Korean developers say that Korea's isolated standards and various government regulations have made the Korean internet environment a decade behind that of other countries. The Korean web standards community (webstandards.or.kr) and Google Korea polled 384 developers, revealing the following information on the 22nd (of July):

Developers say that the internet is continuing to become more open, but 75% of those polled say that Korea has large problems in this are; 41% say that Korea's isolated standards are the largest problem and 34% cite government regulations.

Only 13% of those polled say that the Korean web environment does not lag behind other countries; 57% said that it lags behind by 1 to 5 years, while 26% said it is behind by 5 to 10 years.

74% of them selected ActiveX as the most crucial problem that needs to be fixed (note: Korea still uses a ton of ActiveX), 17% said internet payment methods were most crucial, and 7% said the limited ID confirmation system (this last one is a law enacted in 2006 or 2007 where - I think - user information has to be provided to the government if a site has over 100,000 visitors a day).
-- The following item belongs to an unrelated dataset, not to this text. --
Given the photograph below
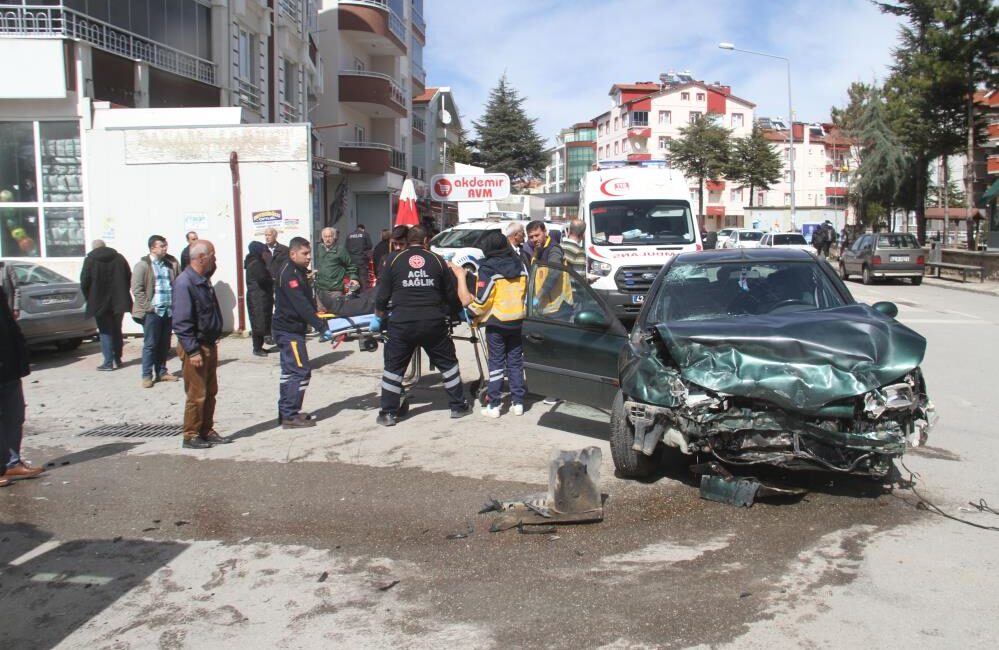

45% of those who responded used an 'open' web browser (here this means anything but IE), with 20% using Firefox, 12% Google Chrome, 11% Safari, and 1% Opera.
 You might ask why developers still end up using other browsers besides IE more than 50% of the time, and the reason is quite simple: very often Korean web pages simply don't work right if the browser isn't IE, so you either have to use it or have a separate IE window open in case you stumble upon a page that you can't properly access with a different browser. Most of the time paying for anything will also require IE plus an ActiveX component, so if you want to order anything once again you have to turn on IE, and so on and so on.

I still predict (as I did when it came out) that Google Chrome will end up being the most popular browser in Korea. Korean pages are extremely script-heavy, and Chrome is often the only browser that can render them without freezing up at all.